As someone who attends an evangelical church but finds myself with traditionally un-evangelical political views, this article is a breath of fresh air:

Before the last presidential election, [Rev. Gregory Boyd of Woodland Hills Church in St. Paul, MN] preached six sermons called “The Cross and the Sword” in which he said the church should steer clear of politics, give up moralizing on sexual issues, stop claiming the United States as a “Christian nation” and stop glorifying American military campaigns.

“When the church wins the culture wars, it inevitably loses,” Mr. Boyd preached. “When it conquers the world, it becomes the world. When you put your trust in the sword, you lose the cross.”

That about sums it up for me.


Friday, July 28, 2006
Heartless

Just when I was tempted to think that the Republicans in Congress might actually HAVE hearts beating in their chests, they cynically tied the elimination of the estate tax to the minimum wage increase:

The House approved an increase in the federal minimum wage on Saturday, but its future was clouded because Republicans tied the pay change to an estate tax cut that had been blocked in the Senate.

This is what the Republican party which helped the poorest of the poor during the civil war by emancipating the slaves has come to. The party of Teddy Roosevelt, who ushered in Progressive-era protections for working folks, has become the party of multi-generational aristocracy which only grudgingly accepts the idea that the poorest in our society should not simply grow poorer over time.

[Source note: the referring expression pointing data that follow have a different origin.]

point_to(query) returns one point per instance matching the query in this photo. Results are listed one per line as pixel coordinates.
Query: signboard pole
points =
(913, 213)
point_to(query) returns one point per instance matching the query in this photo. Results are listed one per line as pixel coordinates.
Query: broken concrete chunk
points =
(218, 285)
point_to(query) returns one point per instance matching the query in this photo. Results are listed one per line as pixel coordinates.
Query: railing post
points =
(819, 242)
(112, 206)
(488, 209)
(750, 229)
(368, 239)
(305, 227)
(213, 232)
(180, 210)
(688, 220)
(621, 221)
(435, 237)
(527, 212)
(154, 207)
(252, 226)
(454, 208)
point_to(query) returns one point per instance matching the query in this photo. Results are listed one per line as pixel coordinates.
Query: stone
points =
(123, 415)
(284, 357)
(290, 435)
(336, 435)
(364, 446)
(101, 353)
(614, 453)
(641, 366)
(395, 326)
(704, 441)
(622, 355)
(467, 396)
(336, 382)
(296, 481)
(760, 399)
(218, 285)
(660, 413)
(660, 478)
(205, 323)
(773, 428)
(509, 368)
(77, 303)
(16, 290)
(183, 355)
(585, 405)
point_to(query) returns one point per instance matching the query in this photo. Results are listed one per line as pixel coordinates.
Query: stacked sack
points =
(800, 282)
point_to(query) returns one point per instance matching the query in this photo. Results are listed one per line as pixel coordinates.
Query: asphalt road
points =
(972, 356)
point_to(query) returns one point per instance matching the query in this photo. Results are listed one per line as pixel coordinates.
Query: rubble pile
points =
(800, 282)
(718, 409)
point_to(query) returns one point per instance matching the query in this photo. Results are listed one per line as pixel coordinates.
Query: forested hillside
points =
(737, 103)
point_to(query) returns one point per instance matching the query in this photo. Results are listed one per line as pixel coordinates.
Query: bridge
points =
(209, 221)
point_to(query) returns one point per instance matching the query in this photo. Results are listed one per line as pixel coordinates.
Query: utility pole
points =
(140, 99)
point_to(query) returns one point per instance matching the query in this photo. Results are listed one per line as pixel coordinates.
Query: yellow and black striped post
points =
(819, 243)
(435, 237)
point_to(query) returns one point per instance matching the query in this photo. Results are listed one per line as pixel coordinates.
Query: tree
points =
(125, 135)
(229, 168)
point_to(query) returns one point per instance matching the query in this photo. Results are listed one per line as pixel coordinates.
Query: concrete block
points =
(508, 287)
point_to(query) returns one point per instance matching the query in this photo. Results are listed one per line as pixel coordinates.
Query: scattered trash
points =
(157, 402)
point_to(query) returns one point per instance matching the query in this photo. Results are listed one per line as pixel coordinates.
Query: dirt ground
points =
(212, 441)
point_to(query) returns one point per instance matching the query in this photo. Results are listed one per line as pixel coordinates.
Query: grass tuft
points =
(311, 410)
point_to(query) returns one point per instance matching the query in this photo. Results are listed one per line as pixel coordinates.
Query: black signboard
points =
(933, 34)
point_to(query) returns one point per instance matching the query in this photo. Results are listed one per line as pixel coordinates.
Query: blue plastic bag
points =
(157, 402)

In the Republicans’ vision of America, we exchange AIDS treatments for Africa’s poor children for trust funds for America’s richest children. We discontinue critical research into cures for killer diseases while we increasingly concentrate wealth into the hands of a few families. We slash the social safety net for the working poor so that we may dramatically cut taxes on the precious few.

“Moral values?” There are few things less moral than this.


Wednesday, July 26, 2006
Sickness

Juan Cole puts his finger on the unease most of the world has toward Israel’s war against Lebanon:

What was done to Lebanon as a whole is among the most horrible war crimes of the young 21st century. And that it was done tells me that there is something sick in the heart of the Israeli military and political elite, a sickness of the soul that had better be faced and remedied before our entire world catches the contagion.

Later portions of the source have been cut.